Orin’s eyes are heavy with something older than time. “Caspian was bound to her once.”
He nods slowly, as if confirming it to himself. “And if she could reclaim him, if she did, then we may be facing something worse than resurrection.”
My voice doesn’t want to work. “You said she was erased.”
“She was.”
“Then how - ”
“I don’t know.” He turns to face me fully now. “But Luna… Lucien and I- ”
He stops.
The air shifts.
He swallows it and tries again.
“We were bound to her too.”
It’s not a confession. It’s a reckoning. My heart doesn’t skip. It slams.
“You and Lucien- ”
“Yes.”
I can’t think. Can’t speak. Because that word, bound, isn’t just magic. It’s blood. It’s memory. It’s something primal and vicious and mine.
And someone else had it first.
Orin watches me without flinching. “She was the first Binder.
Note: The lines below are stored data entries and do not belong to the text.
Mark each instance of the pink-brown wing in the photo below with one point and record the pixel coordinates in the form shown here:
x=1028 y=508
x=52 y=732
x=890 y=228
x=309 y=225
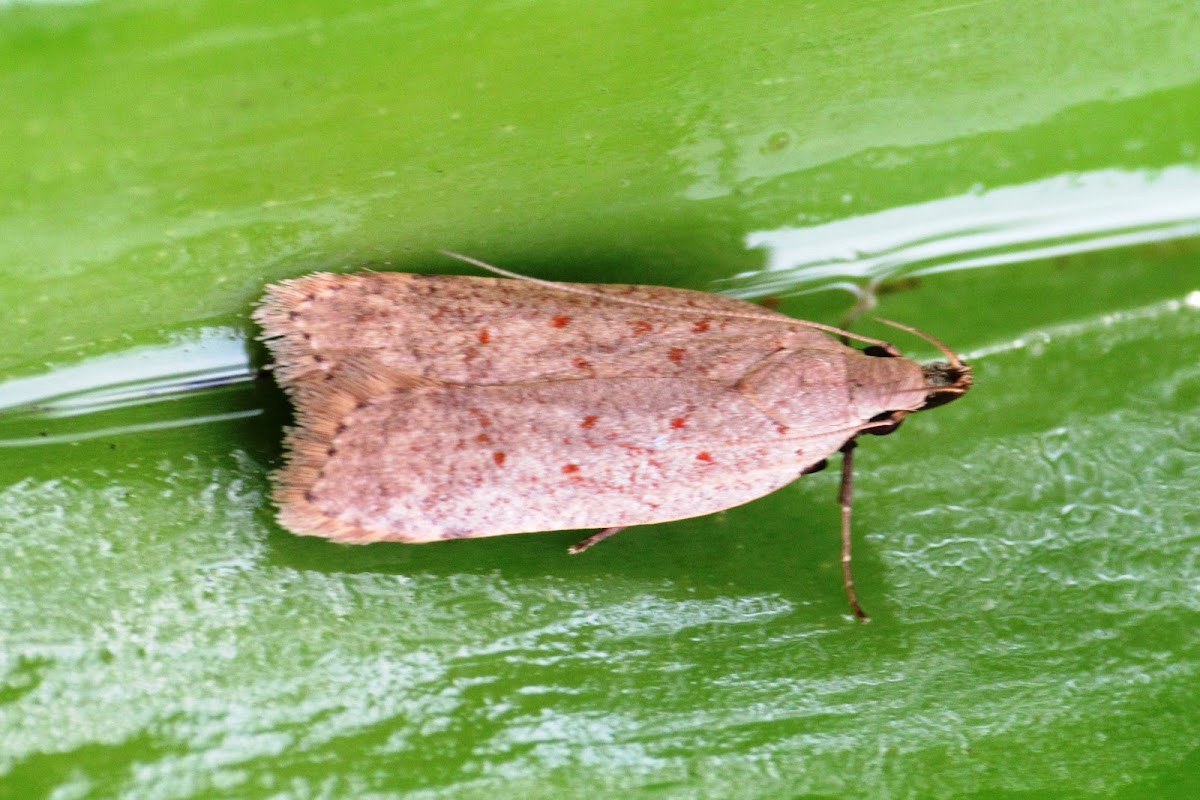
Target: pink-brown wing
x=490 y=331
x=450 y=462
And she made us hers. Not gently. Not like you. She didn’t offer us peace. She carved it out of us.”
I close my eyes, nausea curling under my ribs. “So she’s not just a threat.”
“No,” he says. “She’s a claim.”
“And she’s coming to reclaim what was hers.”
“Yes.”
My throat’s too dry. “And what happens… if she takes back more than Caspian?”
I feel it now, just under my skin, just deep enough to terrify me, the bond doesn’t know how to forget.
And if she reaches for it, she might pull them all under.
Even Orin.
Even Lucien.
Even the ones who’ve sworn themselves to me.
I stare at the broken courtyard, the roses that never made it.